My question is, shouldn't Bear be hibernating? Or don't they hibernate during mild winters? 

Sorry the picture isn't very clear but I took it with my camera-phone. That's a 3" mag 12 gauge shell next to the print.


----------



## One Eye (Sep 10, 2000)

woodsrat said:


> My question is, shouldn't Bear be hibernating? Or don't they hibernate during mild winters?


Not all bears hibernate as deeply as others. We have jumped bears out of their dens during the winter while predator hunting. I have a friend who used to assist the DNR with collaring efforts, and he says that some bears will be deep asleep, while others would take off every time they tried to approach their dens.

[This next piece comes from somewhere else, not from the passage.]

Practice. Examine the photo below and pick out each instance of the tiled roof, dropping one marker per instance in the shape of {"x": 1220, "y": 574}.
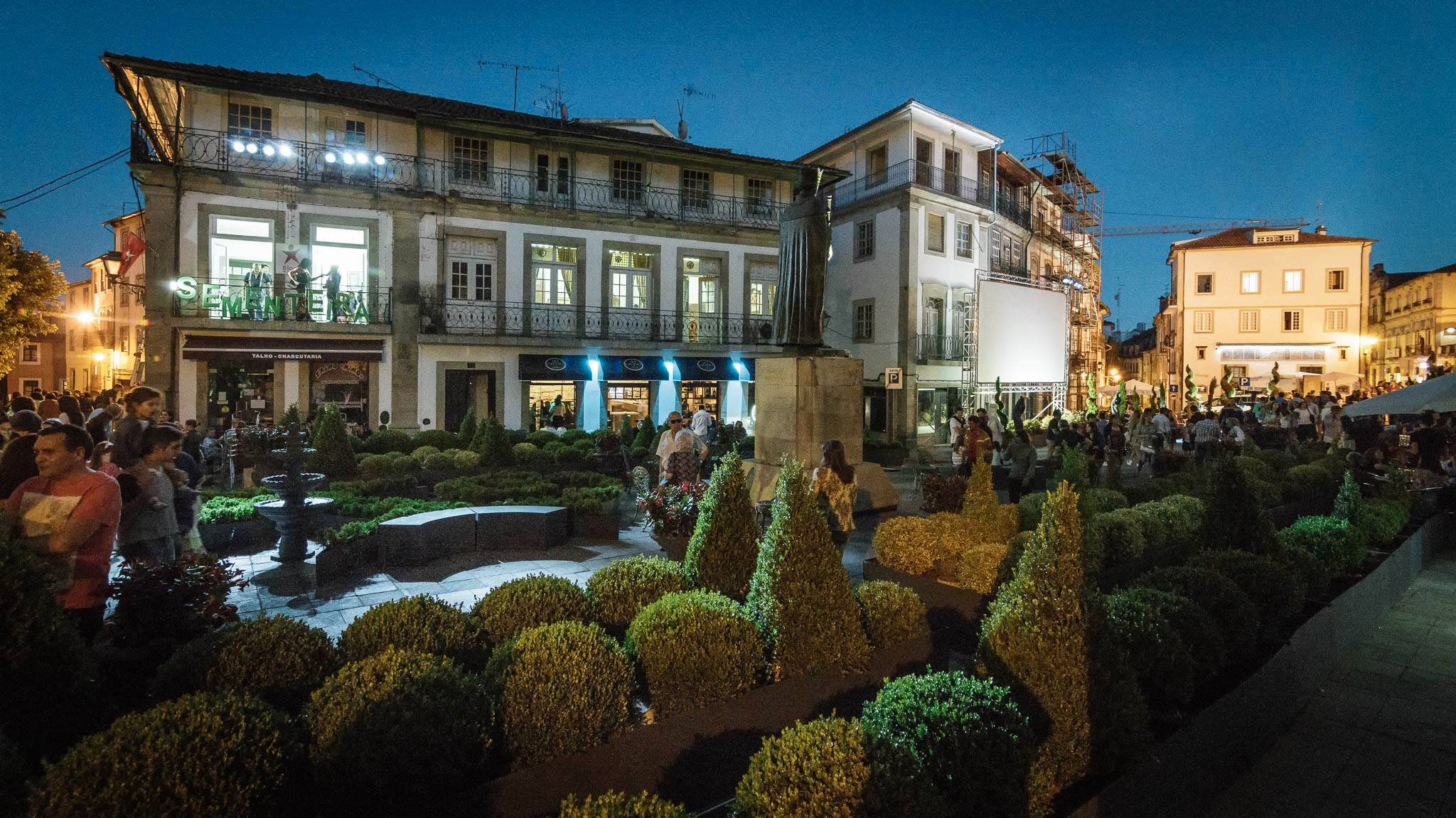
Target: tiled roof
{"x": 1244, "y": 237}
{"x": 407, "y": 104}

I am sure this screwy weather has them mixed up too.

Dan


----------



## wyle_e_coyote (Aug 13, 2004)

Looks like a Bear track to me.
Bears are like *****, if it warms up enough they'll come out to look for food. 
Cool pic thanks!


----------



## wally-eye (Oct 27, 2004)

_a baby sasquatch track _


----------



## Spardon (Oct 13, 2005)

It's gotta be a cougar track :lol:


----------



## FishMichv2 (Oct 18, 2004)

a bears rear print is different from it front track, look for tracks that are are longer that would be in stride with the tracks you found. you can laugh about it being a cougar but it actually looks cery similar to one. try to google bear and cougar tracks.


----------



## Big Game (Feb 7, 2002)

Yep that's a bear. Most people have the idea that bears are heavy sleepers during winter months. They are not true hibernators. They have been seeing bear tracks up here very frequently lately. In fact some guys up here ran one on New Years day and one of there dogs got hit by a snowmobile. It's too bad because that was one of the better bear dogs I've seen up here. I was fortunate to get a pup out of him though. Anyways when talking with an old timer at the hound club he figures that some boars just lay under a blowdown and the snow eventually covers him up. When the snow melts off during an extended January thaw the bears are left exposed to the elements and eventually go off in search for a new den.


----------



## StumpJumper (Nov 13, 2001)

Doesn't bears leave claw marks, or is that them all bunched together above the front toes?


----------



## woodsrat (Jan 4, 2005)

StumpJumper said:


> Doesn't bears leave claw marks, or is that them all bunched together above the front toes?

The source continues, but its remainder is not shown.